En realidad, la única diferencia entre aquellos que han fracasado y aquellos que han tenido éxito reside en la diferencia de sus hábitos. Los buenos hábitos son la clave de todo éxito. Los malos hábitos son la puerta abierta al fracaso. De manera entonces que la primera ley que obedeceré, y que precede a todas las otras es la siguiente: Me formaré buenos hábitos, y seré el esclavo de esos hábitos.

Cuando era niño, era esclavo de mis impulsos, ahora soy esclavo de mis hábitos, como lo son todos los hombres crecidos. He rendido mi libre albedrío a los años de hábitos acumulados y las acciones pasadas de mi vida han señalado ya un camino que amenaza aprisionar mi futuro. Mis acciones son gobernadas por el apetito, la pasión, el prejuicio, la avaricia, el amor, temor, medio ambiente, hábitos, y el peor de estos tiranos es el hábito. Por lo tanto si tengo que ser esclavo de los hábitos, que sea esclavo de los buenos hábitos.

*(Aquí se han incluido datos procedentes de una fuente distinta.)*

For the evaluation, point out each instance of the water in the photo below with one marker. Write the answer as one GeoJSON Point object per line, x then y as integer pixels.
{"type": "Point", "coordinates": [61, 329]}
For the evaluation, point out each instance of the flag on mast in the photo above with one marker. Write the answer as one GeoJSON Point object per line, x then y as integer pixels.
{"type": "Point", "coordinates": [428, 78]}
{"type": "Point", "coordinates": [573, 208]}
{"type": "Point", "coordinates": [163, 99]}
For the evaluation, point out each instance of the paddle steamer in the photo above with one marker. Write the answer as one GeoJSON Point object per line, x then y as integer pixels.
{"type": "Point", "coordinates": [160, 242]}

Los malos hábitos deben ser destruidos y nuevos surcos preparados para la buena semilla.

Adquiriré buenos hábitos y me convertiré en su esclavo. ¿Y cómo realizaré esta difícil empresa? Lo haré por medio de estos pergaminos, porque cada uno contiene un principio que desalojará de mi vida un hábito malo y lo reemplazará con uno que me acerque al éxito. Porque hay otra ley de la naturaleza que dice que sólo un hábito puede dominar a otro. De manera que para que estas palabras escritas cumplan la tarea para la cual han sido designadas, debo de disciplinarme a mí mismo y adquirir el primero de mis nuevos hábitos que es el siguiente: Leeré cada pergamino durante 30 días en esta forma prescrita, antes de proceder a la lectura del pergamino siguiente.

Primero, leeré las palabras en silencio cuando me levanto por la mañana. Luego leeré las palabras en silencio después de haber participado de la comida del mediodía. Finalmente leeré las palabras de nuevo antes de acostarme al finalizar el día, y aún más importante, en esta oportunidad leeré las palabras en alta voz.

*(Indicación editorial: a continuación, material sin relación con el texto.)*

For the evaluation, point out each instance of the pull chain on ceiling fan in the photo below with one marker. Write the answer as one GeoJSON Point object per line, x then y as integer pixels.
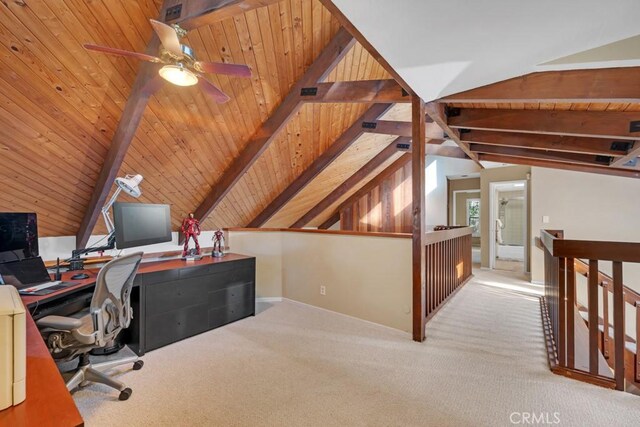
{"type": "Point", "coordinates": [181, 67]}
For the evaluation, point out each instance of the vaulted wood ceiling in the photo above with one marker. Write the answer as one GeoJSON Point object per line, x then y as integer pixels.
{"type": "Point", "coordinates": [61, 105]}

Al día siguiente repetiré este procedimiento, y continuaré de esta manera durante 30 días. Luego empezaré el siguiente pergamino y repetiré este procedimiento durante otros treinta días. Continuaré de esta forma hasta que haya vivido con cada uno de los pergaminos durante 30 días y mi lectura se haya convertido en hábito.